Dang. This is a real Captain America from a "What If?" Published in 1983. "What if Captain America was thawed out today (1983)?"
Please save us, Cap. Oh wait, I guess now Disney owns you, too.
Cap got so disillusioned by Watergate that he changed his name to Nomad for a while.
It may be my ignorance, but the history of the USA i know starts with the massacre of indigenous people, then goes to the massacre of black people, then the massacre of mexicans, the massacre of communists, then the massacre of vietnamese ppl, then iraqs and afhgans, and so on. Where is the part that inspires the idea that the USA has such great values?
You left out a bit. We also fought the British, and the Confederacy, and the Spanish, and the Kaiser, and the Nazis, and Imperial Japan.
America's history is complicated, and full of atrocities, like the history of nearly every major nation.

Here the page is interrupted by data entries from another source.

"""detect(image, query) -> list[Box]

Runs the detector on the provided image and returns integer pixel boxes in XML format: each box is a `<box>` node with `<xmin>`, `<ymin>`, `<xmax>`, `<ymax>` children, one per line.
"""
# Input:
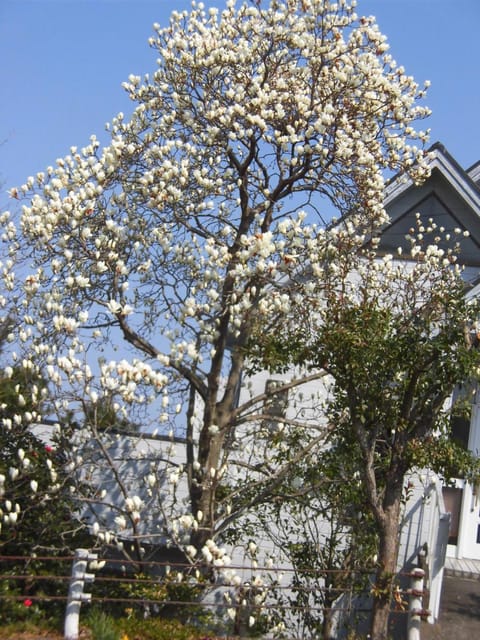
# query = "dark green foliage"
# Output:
<box><xmin>0</xmin><ymin>368</ymin><xmax>91</xmax><ymax>620</ymax></box>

The values he's referring to in the comic are the core principles espoused in the founding documents. The idea of one nation with liberty and justice for all. At no point in history have those ideas been fully realized, but striving to meet those ideals is what America means to the Captain, not some borders on a map or colors on a flag.
Sounds like pinko commie talk. Am I right?
He didn't say women. /s
The business coup plot in the 1930s almost succeeded for a reason. There are... unsavory elements in the American political apparatus.
Remember when Nixon made him so hopping mad he quit and took on the mantle of Nomad over it? Pepperidge farm remembers.
I'm pretty convinced all the craziness with hydra cap and old cap was just the writers trying to dodge the backlash of having Steve Rogers be the cap that made all the political statements that Sam Wilson did as cap during that stretch that happened to line up somewhat with the Trump Presidency.
While he blithely conflates nations with states as if that's the only natural arrangement.
(To be fair I do not expect comic book writers to understand those kinds of differences)
"American exceptionalism is when you think that America, a country founded on a handful of documents, relates to the ideals expressed in those documents."
I’ll offer a cautionary note on that take. We really need to meet our heroes, in this case our founding fathers, and frame their words and mindset in the time they said what they did. Those “ideals” revolved around landed white males and not the sugar-coated “I can not tell a lie” history we got in 4th grade.
Oh look... American Exceptionalism and American Innocence all rolled up into one ubermensch-style Objectivist "super hero" character.
History teaches us what US "ideals" truly are and always have been - and all the "soft power" the US can conjure won't be able to paint over it ever again.